It has been estimated that approximately 25% of annual health care spending in the United States is unnecessary and wasteful.1 This amounts to about $760 billion to $935 billion that could be saved annually and which, if saved, could help curb increasing US health care expenditures.1 Various strategies have been proposed to decrease unnecessary spending, such as focusing on preventive care, eliminating unnecessary tests and procedures, and controlling costs of prescription drugs.2 Health care system volatility and the ease with which vital resources are depleted in crises make it necessary to find reliable ways to allocate limited health care resources to maximize overall population health benefits while minimizing risk and harm. Resource allocation decisions about which interventions to invest in are fraught with complexity and uncertainty. Therefore, decision analytic models are often used to synthesize evidence from multiple sources and help inform decisions that must be made while navigating such complexity.3
Economic decision models aim to quantify clinical and economic benefits and harms associated with interventions to help policymakers and organizational leaders forecast prospective costs and manage likely trade-offs. In 1977, Weinstein and Stason suggested that resource allocation decisions should be made and priorities set based on indices of costs relative to anticipated benefits.4 Although computational abilities have improved since 1977 and advancements in medicine5 have led to development of guidelines about how to conduct health economic analyses,6,7 little attention has been given to ethical and social dimensions of using economic decision models and analyses in health care. This theme issue aims to fill this gap and considers how economic modeling can motivate good decision making about improving health systems performance, clinical practice, and patients’ health care experiences.

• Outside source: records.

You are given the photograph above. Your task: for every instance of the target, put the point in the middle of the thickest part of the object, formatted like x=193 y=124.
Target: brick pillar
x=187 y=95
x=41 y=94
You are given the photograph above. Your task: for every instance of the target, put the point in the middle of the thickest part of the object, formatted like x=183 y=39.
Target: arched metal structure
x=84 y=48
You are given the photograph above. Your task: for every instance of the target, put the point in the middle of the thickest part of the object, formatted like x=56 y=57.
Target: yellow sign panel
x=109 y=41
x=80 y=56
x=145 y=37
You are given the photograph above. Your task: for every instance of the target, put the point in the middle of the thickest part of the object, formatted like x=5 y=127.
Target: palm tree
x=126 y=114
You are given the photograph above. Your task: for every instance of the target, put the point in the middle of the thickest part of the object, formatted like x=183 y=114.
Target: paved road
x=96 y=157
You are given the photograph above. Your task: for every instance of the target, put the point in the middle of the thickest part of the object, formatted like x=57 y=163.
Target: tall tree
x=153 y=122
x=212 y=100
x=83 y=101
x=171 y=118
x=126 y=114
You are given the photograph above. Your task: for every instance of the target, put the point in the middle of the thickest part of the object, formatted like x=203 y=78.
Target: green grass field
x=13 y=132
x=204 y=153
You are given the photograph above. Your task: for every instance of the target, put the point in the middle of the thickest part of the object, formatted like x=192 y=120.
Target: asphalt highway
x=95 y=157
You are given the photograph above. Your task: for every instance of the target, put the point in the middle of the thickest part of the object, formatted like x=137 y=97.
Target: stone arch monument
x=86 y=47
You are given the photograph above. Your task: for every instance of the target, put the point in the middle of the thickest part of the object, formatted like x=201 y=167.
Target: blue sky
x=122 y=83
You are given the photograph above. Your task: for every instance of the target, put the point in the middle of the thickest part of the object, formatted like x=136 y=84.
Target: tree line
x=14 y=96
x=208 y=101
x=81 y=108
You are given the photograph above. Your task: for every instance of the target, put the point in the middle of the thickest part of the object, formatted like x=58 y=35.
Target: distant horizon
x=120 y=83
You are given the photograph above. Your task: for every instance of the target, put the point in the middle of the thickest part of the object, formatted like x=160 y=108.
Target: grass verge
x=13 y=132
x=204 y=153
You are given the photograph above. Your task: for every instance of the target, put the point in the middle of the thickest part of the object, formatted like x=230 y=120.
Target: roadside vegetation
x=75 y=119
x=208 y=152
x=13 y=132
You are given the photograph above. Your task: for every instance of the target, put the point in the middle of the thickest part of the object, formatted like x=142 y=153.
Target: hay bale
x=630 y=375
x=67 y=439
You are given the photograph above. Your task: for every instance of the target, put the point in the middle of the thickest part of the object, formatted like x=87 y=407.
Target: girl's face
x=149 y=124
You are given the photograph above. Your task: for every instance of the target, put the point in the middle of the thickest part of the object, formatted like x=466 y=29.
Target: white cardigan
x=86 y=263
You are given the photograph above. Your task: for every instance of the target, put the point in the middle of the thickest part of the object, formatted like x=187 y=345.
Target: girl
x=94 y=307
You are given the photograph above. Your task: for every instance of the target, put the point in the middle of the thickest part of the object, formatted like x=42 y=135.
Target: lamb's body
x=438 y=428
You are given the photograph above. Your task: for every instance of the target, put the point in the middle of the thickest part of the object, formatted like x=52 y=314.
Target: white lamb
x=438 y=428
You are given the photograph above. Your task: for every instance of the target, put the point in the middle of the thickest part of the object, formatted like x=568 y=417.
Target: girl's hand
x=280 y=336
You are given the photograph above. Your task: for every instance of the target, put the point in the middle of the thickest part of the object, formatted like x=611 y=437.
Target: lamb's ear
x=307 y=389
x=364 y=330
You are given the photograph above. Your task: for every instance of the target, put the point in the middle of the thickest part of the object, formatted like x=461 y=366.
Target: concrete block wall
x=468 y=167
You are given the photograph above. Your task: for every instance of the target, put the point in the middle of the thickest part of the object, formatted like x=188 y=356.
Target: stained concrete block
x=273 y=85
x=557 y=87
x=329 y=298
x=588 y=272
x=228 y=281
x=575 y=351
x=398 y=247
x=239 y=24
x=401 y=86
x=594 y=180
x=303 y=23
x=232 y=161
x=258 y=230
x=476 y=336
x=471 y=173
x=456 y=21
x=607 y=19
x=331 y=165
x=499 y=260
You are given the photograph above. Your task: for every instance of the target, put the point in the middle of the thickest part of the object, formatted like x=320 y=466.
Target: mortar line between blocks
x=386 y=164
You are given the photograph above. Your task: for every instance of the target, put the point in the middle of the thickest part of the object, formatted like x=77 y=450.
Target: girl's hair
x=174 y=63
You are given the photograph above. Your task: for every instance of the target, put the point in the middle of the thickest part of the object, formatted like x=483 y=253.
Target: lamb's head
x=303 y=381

Variations among standard care, evidence-based care, and value-based care can make it hard to decide which economic decision modeling guidance to follow when designing and implementing models and interpreting results generated by those models. Model structures, data sources, and assumptions, for example, influence the validity of what clinicians and organizational leaders can learn from them and are, therefore, ethically, socially, and culturally relevant. This theme issue explores this set of themes in detail and considers how transparency in modeling can help motivate equity, cost-effectiveness, good resource stewardship, and value. My hope is that this theme issue will illuminate key concepts at the intersection of economic modeling and health care and stimulate discussion, so that we can offer all patients high-quality care in economically sustainable ways.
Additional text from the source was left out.